The last group, vascular seeded plants, includes all remaining species. This group is the most diverse and occupies the widest range of habitats2. However, all species are characterized by several common adaptations, including vascular tissue, highly mobile pollen, and seeds. This large group is split into two major sub groups, angiosperms and gymnosperms. Angiosperms include all flowering and fruiting plants, with pollen carried by the wind or transported by pollinators3-4. The development of flowers and fruits are adaptive for the distribution of pollen and seeds. Many animals, including bees and hummingbirds, assist in the transport of pollen from one flower to the next. Fruit produced by this group is extremely important to the diet of many animals, including humans. By its biological definition, fruit includes any structure that bears seeds and is formed from the ovary, encompassing commonly known varieties including apples and oranges in addition to products like tomatoes, avocados, and cucumbers. Consumption or transport of fruits by humans and other animals can help spread seeds over large distances. In contrast, gymnosperms are non-flowering plants including conifers, cycads, and ginkgo trees. These species produce bare seeds not protected by fruit and pollen carried by wind. Both angiosperms and gymnosperms make up the vast majority of the plants observed today.

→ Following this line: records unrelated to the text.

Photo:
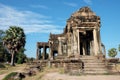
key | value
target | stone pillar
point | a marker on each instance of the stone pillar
(69, 40)
(60, 46)
(78, 42)
(44, 52)
(96, 46)
(84, 48)
(40, 53)
(99, 40)
(37, 54)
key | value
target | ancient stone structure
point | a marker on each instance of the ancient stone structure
(78, 49)
(81, 36)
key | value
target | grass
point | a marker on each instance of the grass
(41, 74)
(18, 67)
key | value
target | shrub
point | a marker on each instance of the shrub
(112, 52)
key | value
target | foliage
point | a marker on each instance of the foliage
(14, 40)
(112, 52)
(119, 48)
(30, 59)
(3, 51)
(10, 76)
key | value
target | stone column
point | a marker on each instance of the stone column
(96, 46)
(99, 40)
(37, 54)
(60, 46)
(44, 54)
(84, 48)
(78, 42)
(69, 40)
(40, 53)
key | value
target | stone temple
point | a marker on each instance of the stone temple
(81, 36)
(79, 47)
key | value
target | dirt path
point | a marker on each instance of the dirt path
(57, 76)
(3, 75)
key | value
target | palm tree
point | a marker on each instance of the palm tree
(14, 40)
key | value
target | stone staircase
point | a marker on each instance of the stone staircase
(92, 65)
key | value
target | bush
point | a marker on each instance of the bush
(112, 52)
(10, 76)
(2, 66)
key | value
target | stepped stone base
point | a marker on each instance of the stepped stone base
(82, 65)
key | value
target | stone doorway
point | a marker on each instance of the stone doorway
(86, 45)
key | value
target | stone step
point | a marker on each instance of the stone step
(95, 72)
(95, 69)
(94, 66)
(91, 61)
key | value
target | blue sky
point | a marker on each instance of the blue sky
(40, 17)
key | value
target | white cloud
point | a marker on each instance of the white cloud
(28, 20)
(88, 1)
(39, 6)
(70, 4)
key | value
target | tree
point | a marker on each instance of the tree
(119, 47)
(2, 49)
(21, 57)
(112, 52)
(14, 40)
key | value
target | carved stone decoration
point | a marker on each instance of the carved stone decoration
(81, 36)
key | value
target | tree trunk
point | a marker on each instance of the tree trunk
(12, 59)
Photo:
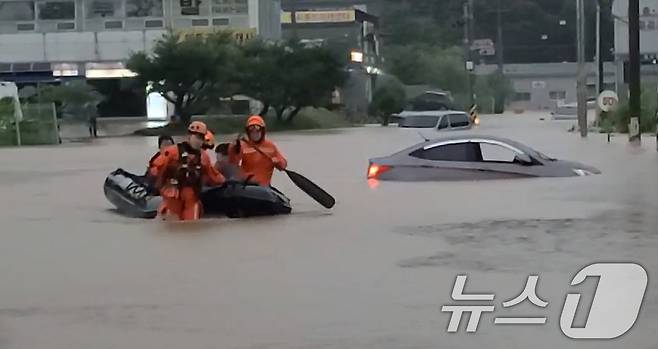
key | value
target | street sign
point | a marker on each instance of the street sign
(485, 47)
(608, 100)
(634, 127)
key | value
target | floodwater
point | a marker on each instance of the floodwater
(371, 273)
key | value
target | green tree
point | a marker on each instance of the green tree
(190, 72)
(260, 73)
(290, 76)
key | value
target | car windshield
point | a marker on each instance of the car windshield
(544, 156)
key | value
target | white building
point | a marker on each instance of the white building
(648, 40)
(93, 38)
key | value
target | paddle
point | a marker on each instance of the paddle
(306, 185)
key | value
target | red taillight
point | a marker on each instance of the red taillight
(375, 170)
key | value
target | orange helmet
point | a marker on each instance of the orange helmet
(209, 140)
(198, 127)
(255, 120)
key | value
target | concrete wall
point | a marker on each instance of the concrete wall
(90, 41)
(75, 47)
(648, 36)
(540, 79)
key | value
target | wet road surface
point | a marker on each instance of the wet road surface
(371, 273)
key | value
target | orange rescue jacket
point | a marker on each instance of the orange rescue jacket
(253, 163)
(166, 167)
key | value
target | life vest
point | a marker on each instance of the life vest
(187, 171)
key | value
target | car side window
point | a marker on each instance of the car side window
(496, 153)
(449, 152)
(459, 120)
(444, 123)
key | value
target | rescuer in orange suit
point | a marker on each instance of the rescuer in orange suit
(181, 172)
(248, 154)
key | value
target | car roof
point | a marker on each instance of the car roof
(430, 113)
(473, 138)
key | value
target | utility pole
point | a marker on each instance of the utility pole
(582, 73)
(634, 69)
(469, 65)
(599, 61)
(499, 40)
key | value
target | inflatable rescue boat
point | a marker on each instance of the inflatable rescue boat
(134, 197)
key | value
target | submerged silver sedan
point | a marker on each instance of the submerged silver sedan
(471, 158)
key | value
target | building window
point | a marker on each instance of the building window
(199, 22)
(154, 24)
(144, 8)
(23, 27)
(229, 6)
(522, 96)
(105, 8)
(193, 7)
(113, 25)
(17, 11)
(220, 21)
(556, 95)
(56, 10)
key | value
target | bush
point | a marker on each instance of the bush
(389, 98)
(621, 117)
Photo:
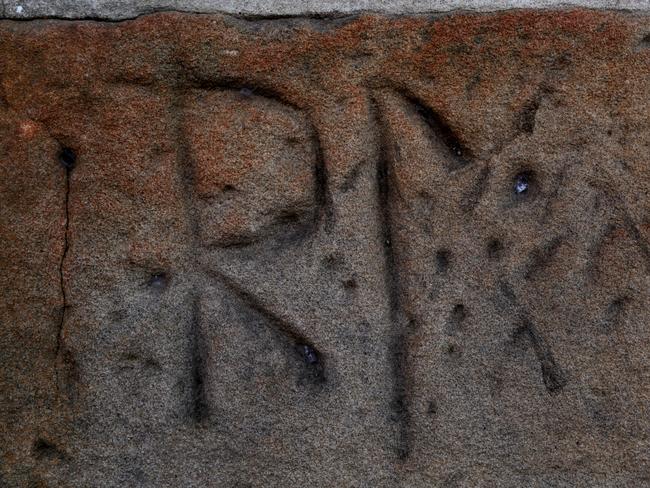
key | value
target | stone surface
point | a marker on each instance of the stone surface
(363, 252)
(124, 9)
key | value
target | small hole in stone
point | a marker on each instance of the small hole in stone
(523, 184)
(45, 449)
(67, 158)
(308, 353)
(158, 280)
(442, 260)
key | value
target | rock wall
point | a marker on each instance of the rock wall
(363, 251)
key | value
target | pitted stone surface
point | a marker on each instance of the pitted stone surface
(363, 252)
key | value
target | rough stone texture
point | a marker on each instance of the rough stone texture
(124, 9)
(291, 253)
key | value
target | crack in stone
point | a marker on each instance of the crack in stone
(62, 261)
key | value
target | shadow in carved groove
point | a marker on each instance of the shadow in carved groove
(306, 351)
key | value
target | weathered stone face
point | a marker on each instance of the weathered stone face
(365, 251)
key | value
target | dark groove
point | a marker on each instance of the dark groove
(473, 197)
(324, 213)
(307, 351)
(197, 407)
(541, 258)
(186, 167)
(199, 410)
(458, 155)
(386, 191)
(552, 375)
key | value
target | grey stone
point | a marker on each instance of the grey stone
(124, 9)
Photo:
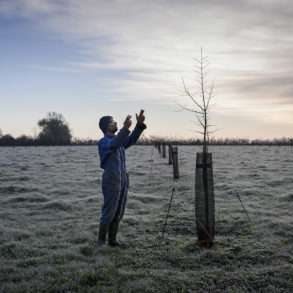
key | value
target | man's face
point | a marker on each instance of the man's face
(112, 126)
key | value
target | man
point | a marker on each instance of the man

In addition to species that evolved naturally over large spans of time, humans have participated in the artificial selection and breeding of many species of plants for human use or consumption. For example, the wild mustard plant within the Brassica group has undergone extensive artificial selection to produce kale, broccoli, Brussel sprouts, cabbage, turnips, kohlrabi, and cauliflower. Humans have also changed the landscape of plant life by introducing invasive species to non-native areas. Such species often outcompete native organisms, as they often lack natural competitors or predators in the new environment. One example is kudzu, a vined pea plant that grows quickly and spreads efficiently. Kudzu was intentionally introduced to the eastern United States from Southeast Asia in an attempt to stabilize soil and prevent erosion near roads and farms. However, once introduced, kudzu quickly outgrew native species, blocking light and over-consuming resources. It is now estimated that kudzu causes over 500 million dollars in forestry and agricultural damages each year. The ecological impacts of this and other invasive species are a major concern to biologists and economists alike.